The Supreme Court held in the case of I. & G. N. Ry. Co. v. Welch, 86 Tex. 203, 24 S. W. 390, 40 Am. St. Rep. 829, that it is erroneous to • charge the jury that a carrier must use “all possible care” for the safety of its passengers, and reannounced as the correct rule of liability the following:
“Railroad companies, however, arc not insurers of the safety of their passengers further than couldi he required by the exercise of such a high degree of foresight as to possible dangers, and such a high degree of prudence in guarding against them, as would be used by very cautious, prudent, and competent persons under similar circumstanccs.” Railway v. Halloren, 53 Tex. 53, 37 Am. Rep. 744.
The charge complained of in this case is subject to the same objection as the one disapproved in the Welch Case, and has a broader and more unlimited meaning with respect to the degree of care required than is consistent with the foregoing rule. The discrepancy is such as to constitute reversible error.
[2-4] Whether the railway company was under contractual obligation to allow the plaintiff to alight from the train where he did becomes immaterial, in view of the fact that he was lawfully on the defendant’s train and alighted at the invitation of the conductor.

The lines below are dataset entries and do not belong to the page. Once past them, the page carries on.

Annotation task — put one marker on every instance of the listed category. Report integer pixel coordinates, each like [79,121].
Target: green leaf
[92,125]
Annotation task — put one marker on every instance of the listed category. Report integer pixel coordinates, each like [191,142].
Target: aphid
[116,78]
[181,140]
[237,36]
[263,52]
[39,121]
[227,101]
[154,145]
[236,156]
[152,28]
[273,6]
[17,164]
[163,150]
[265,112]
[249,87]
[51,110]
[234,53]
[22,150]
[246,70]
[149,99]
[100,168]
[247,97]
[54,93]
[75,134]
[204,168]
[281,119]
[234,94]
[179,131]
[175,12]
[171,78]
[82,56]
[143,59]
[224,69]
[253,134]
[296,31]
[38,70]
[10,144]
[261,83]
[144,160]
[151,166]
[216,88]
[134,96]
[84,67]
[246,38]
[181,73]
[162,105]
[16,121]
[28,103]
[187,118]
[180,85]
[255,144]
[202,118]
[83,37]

The plaintiff, in view of all the circumstances, had a right to assume that the conductor was not exceeding his authority and was not inviting him to alight at an unsafe place.
“Where carriers transact their business through agents, either general or local, it is equally competent for such agents to bind them by such contracts as the public have a right to suppose they are authorized to make, from the manner in which they are employed, or are seemingly intrusted by their principals.” Hutchison, Carriers, § 460.
The plaintiff asserts by cross-assignment of error that the court erred in refusing to give his second special requested charge to the effect that, if the jury found for the plaintiff, they , should include as an element of his damages his loss of time and lessened capacity to labor. On another trial of the case, under a similar state of facts, a charge submitting this issue should be given. H. B. & T. Ry. Co. v. Johansen, 107 Tex. 336, 179 S. W. 853.
We are of opinion that the judgments of the trial court and the Court of Civil Appeals should be reversed, and the cause remanded.
The judgment recommended by the Commission of Appeals in the above case is adopted, and will be entered as the judgment of the Supreme Court. We approve the holding of the Commission on the question discussed.